The basis for calculating the Redemption Price is set out in the Trust Deed and given that the Company is proposing to redeem the Debenture Stock prior to the 2 July 2023 (the intended redemption date under the Trust Deed) the Redemption Price is, in accordance with the Trust Deed, the higher of:

 

a) par; and

 

b) that price (as reported to the Company and the Trustee by a financial adviser approved for such purpose by the Trustee) at which the Gross Redemption Yield (as defined below) on the Debenture Stock on the Relevant Date (as defined below) is equal to the Gross Redemption Yield at 3.00 pm on that date of 8¾ per cent. Treasury Stock 2017 or such other government stock as the Trustee, with the advice of three persons operating in the gilt-edged market as the Trustee may approve, may agree to be appropriate.

 

"Relevant Date" means the date which is two business days prior to the despatch of this notice, i.e. 25 April 2019.

 

"Gross Redemption Yield" means a yield calculated on the basis indicated by the Joint Index and Classification Committee of the Institute and Faculty of Actuaries as reported in the Journal of the Institute of Actuaries, Vol 105, Part 1, 1978, page 18.

 

Payment of the Redemption Amount will be made to holders of Debenture Stock in certificated form by cheque within 5 business days of the Redemption Date.

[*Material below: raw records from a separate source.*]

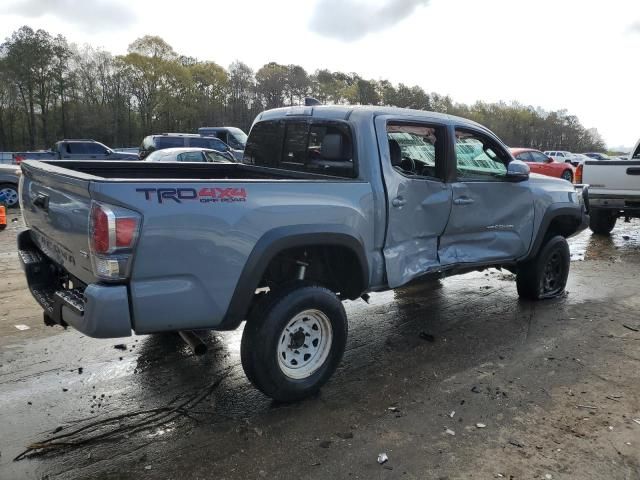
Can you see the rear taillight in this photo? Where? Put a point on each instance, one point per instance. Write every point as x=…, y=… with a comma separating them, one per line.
x=113, y=232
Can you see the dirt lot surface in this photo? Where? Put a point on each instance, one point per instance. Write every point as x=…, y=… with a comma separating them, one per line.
x=455, y=379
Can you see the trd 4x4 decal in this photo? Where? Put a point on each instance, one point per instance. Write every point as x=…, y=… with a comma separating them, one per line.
x=203, y=195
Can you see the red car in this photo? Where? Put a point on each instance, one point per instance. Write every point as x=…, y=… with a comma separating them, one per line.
x=539, y=163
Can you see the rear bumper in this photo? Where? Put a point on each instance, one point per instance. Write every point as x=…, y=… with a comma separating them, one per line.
x=99, y=311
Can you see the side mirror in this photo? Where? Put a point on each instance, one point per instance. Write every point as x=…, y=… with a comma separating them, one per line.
x=518, y=171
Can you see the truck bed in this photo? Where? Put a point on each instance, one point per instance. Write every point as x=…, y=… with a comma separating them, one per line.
x=133, y=170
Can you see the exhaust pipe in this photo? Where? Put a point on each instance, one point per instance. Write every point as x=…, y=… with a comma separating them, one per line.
x=197, y=346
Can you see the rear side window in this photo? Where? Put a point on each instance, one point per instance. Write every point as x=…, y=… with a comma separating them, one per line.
x=324, y=148
x=525, y=157
x=169, y=142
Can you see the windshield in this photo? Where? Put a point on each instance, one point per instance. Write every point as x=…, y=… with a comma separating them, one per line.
x=215, y=157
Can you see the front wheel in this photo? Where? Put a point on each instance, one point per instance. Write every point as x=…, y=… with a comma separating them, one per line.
x=294, y=341
x=10, y=193
x=601, y=222
x=546, y=275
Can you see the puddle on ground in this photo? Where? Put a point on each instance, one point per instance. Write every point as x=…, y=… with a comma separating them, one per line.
x=624, y=239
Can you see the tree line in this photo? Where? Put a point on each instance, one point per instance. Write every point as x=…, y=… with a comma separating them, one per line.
x=51, y=89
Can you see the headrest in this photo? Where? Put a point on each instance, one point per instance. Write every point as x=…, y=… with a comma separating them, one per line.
x=333, y=147
x=395, y=152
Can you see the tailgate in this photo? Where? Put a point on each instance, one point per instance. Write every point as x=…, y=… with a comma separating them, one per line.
x=55, y=204
x=619, y=177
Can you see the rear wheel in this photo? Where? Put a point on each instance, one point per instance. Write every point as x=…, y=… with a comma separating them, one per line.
x=10, y=193
x=601, y=222
x=546, y=275
x=294, y=341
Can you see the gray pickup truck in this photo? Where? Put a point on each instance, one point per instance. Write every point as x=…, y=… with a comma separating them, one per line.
x=329, y=203
x=75, y=150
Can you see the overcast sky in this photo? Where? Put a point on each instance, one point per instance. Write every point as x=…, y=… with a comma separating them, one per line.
x=579, y=55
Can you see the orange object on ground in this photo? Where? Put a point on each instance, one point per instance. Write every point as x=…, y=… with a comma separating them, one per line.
x=3, y=217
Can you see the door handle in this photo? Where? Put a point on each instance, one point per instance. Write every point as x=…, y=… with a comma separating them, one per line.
x=398, y=202
x=463, y=201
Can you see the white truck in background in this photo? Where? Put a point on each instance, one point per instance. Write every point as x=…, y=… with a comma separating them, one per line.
x=614, y=191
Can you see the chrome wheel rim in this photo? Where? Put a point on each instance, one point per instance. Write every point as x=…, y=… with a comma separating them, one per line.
x=10, y=195
x=304, y=344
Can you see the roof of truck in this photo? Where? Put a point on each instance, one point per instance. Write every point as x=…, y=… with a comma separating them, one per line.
x=346, y=112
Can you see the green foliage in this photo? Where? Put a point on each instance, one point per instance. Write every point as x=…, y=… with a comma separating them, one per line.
x=51, y=90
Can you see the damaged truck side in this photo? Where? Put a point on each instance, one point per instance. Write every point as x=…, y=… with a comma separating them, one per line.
x=330, y=203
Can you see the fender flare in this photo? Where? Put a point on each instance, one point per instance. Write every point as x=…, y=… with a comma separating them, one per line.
x=277, y=240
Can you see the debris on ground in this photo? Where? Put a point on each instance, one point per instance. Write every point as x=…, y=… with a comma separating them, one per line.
x=119, y=426
x=427, y=336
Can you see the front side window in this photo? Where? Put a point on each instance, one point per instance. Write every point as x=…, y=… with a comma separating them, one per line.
x=324, y=148
x=525, y=157
x=215, y=157
x=479, y=158
x=415, y=150
x=95, y=149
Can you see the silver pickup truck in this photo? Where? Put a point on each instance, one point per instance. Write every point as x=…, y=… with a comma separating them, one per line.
x=329, y=203
x=614, y=190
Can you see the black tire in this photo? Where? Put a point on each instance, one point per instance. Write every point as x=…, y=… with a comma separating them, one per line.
x=14, y=194
x=601, y=222
x=546, y=275
x=265, y=333
x=568, y=176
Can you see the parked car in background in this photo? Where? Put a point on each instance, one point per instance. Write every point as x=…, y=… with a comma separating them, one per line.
x=232, y=136
x=540, y=163
x=9, y=179
x=578, y=159
x=597, y=156
x=614, y=191
x=330, y=203
x=560, y=156
x=192, y=154
x=151, y=143
x=75, y=150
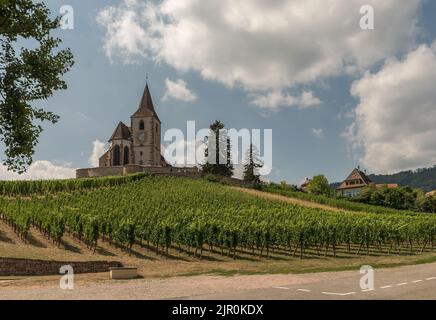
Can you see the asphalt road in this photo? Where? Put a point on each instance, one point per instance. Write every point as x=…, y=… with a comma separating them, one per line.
x=410, y=283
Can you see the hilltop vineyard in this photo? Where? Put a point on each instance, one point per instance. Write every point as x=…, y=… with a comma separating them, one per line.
x=194, y=216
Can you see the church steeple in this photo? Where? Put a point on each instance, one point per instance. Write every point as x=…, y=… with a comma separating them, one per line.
x=146, y=107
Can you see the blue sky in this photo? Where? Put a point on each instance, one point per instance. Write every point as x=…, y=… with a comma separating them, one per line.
x=108, y=78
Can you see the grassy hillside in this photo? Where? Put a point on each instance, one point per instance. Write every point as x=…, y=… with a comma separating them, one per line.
x=166, y=212
x=173, y=226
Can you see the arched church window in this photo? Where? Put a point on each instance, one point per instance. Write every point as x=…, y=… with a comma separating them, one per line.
x=126, y=155
x=117, y=156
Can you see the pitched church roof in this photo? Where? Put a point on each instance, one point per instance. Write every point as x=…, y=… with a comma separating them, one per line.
x=146, y=107
x=122, y=132
x=356, y=179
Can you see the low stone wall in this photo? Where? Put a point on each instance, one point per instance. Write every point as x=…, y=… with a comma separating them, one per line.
x=29, y=267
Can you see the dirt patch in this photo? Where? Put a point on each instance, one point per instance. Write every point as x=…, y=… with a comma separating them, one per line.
x=277, y=197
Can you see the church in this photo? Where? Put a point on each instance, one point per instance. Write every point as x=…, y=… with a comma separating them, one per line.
x=139, y=143
x=135, y=148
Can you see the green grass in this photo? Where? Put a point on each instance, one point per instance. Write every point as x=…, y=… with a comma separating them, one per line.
x=336, y=202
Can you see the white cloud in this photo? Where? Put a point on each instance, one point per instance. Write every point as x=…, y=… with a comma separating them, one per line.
x=40, y=170
x=395, y=120
x=276, y=99
x=178, y=90
x=263, y=46
x=98, y=150
x=318, y=133
x=178, y=153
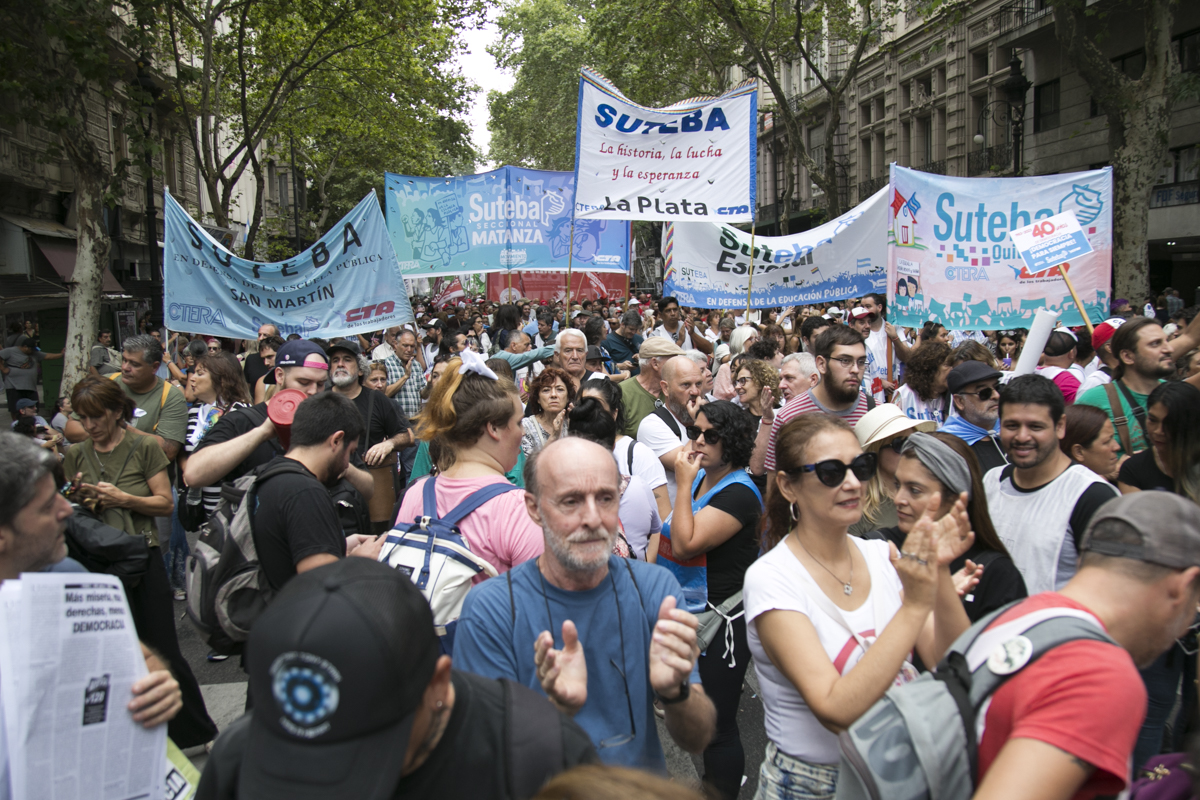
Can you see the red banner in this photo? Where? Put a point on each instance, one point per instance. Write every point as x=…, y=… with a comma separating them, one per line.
x=551, y=287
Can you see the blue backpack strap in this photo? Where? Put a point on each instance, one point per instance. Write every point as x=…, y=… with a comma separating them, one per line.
x=477, y=499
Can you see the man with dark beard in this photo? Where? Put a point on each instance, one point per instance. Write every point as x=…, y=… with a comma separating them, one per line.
x=586, y=627
x=841, y=358
x=352, y=699
x=1042, y=501
x=665, y=431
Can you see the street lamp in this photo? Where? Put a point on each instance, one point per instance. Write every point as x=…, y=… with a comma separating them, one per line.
x=1015, y=85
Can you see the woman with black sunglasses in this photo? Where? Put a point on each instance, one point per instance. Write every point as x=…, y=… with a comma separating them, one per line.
x=708, y=543
x=831, y=618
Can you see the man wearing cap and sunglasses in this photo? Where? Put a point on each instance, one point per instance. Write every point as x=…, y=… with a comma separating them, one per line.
x=1066, y=725
x=975, y=411
x=352, y=699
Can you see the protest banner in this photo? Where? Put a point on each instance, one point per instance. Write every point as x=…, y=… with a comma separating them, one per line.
x=493, y=222
x=346, y=283
x=551, y=287
x=694, y=161
x=707, y=265
x=951, y=257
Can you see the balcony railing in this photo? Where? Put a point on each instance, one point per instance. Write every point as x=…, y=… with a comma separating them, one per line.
x=870, y=186
x=1168, y=194
x=1020, y=13
x=990, y=160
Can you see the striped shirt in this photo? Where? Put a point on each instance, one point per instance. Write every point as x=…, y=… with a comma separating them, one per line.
x=807, y=403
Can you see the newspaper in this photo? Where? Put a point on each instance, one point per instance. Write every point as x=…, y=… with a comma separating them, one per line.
x=69, y=657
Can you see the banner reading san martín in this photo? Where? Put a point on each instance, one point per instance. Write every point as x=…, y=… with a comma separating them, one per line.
x=694, y=161
x=951, y=258
x=509, y=218
x=346, y=283
x=707, y=265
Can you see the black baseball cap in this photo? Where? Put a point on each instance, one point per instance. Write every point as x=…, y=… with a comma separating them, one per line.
x=339, y=663
x=349, y=346
x=967, y=373
x=301, y=353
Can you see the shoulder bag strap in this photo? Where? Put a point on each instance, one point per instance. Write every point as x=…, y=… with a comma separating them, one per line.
x=1120, y=421
x=475, y=499
x=1139, y=413
x=665, y=414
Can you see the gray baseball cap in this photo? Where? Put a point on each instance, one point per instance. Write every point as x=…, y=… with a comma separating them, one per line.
x=1161, y=528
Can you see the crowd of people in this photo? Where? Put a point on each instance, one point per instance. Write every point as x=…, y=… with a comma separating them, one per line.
x=652, y=500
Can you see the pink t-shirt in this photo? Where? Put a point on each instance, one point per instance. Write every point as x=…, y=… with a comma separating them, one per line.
x=501, y=530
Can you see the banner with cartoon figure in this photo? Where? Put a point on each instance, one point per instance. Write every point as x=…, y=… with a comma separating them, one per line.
x=346, y=283
x=707, y=265
x=951, y=257
x=693, y=161
x=509, y=218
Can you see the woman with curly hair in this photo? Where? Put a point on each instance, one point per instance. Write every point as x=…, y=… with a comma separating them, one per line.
x=924, y=396
x=550, y=394
x=717, y=525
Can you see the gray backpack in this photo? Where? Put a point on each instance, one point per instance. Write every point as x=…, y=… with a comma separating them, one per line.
x=921, y=739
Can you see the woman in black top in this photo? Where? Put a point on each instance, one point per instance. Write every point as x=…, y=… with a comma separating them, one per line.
x=1171, y=463
x=918, y=476
x=717, y=527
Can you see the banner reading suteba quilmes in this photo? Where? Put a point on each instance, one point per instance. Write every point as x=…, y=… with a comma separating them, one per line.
x=708, y=265
x=951, y=257
x=346, y=283
x=694, y=161
x=509, y=218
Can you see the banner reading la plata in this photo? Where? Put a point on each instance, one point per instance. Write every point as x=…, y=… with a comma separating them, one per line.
x=509, y=218
x=346, y=283
x=951, y=258
x=694, y=161
x=707, y=265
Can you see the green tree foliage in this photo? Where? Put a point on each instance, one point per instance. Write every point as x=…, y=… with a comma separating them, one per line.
x=655, y=53
x=65, y=66
x=258, y=70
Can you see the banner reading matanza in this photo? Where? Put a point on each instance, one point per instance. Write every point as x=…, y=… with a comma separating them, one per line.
x=707, y=265
x=951, y=258
x=509, y=218
x=346, y=283
x=694, y=161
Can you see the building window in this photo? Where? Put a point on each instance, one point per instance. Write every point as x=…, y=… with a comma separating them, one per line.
x=1187, y=49
x=1045, y=107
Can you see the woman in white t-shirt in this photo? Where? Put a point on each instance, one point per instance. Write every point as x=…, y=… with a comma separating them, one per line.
x=832, y=619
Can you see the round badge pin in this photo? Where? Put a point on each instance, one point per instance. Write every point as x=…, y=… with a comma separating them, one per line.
x=1011, y=656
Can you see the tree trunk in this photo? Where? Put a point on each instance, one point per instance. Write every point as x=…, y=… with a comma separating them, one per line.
x=1139, y=115
x=256, y=220
x=91, y=257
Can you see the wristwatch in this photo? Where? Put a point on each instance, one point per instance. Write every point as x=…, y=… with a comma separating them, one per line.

Payments of accrued interest up to and including the Redemption Date will be paid separately by Equiniti in accordance with Stockholders' normal instructions.

 

The Debenture Stock held in uncertificated form in CREST will automatically be redeemed and payment of the Redemption Amount will be made through CREST within 5 business days of the Redemption Date. Payment of accrued interest up to and including the Redemption Date will be paid to Stockholders in accordance with Stockholders' normal instructions.

 

The ISIN will be disabled for settlement in CREST at 6.00 p.m. on 31 May 2019. All redeemed Debenture Stock will be cancelled. The Company will be requesting that the listing of the Debenture Stock on the Official List of the UK Listing Authority and its trading on the Main Market of the London Stock Exchange is cancelled with effect from 7.30 a.m. on 4 June 2019.

 

 

Enquiries:        Asset Value Investors Ltd

                        020 7659 4800

 

 

Notes:

The information contained within this announcement is deemed by the Company to constitute inside information as stipulated under the Market Abuse Regulation (EU) No. 596/2014. Upon the publication of this announcement via a Regulatory Information Service this information is now considered to be in the public domain.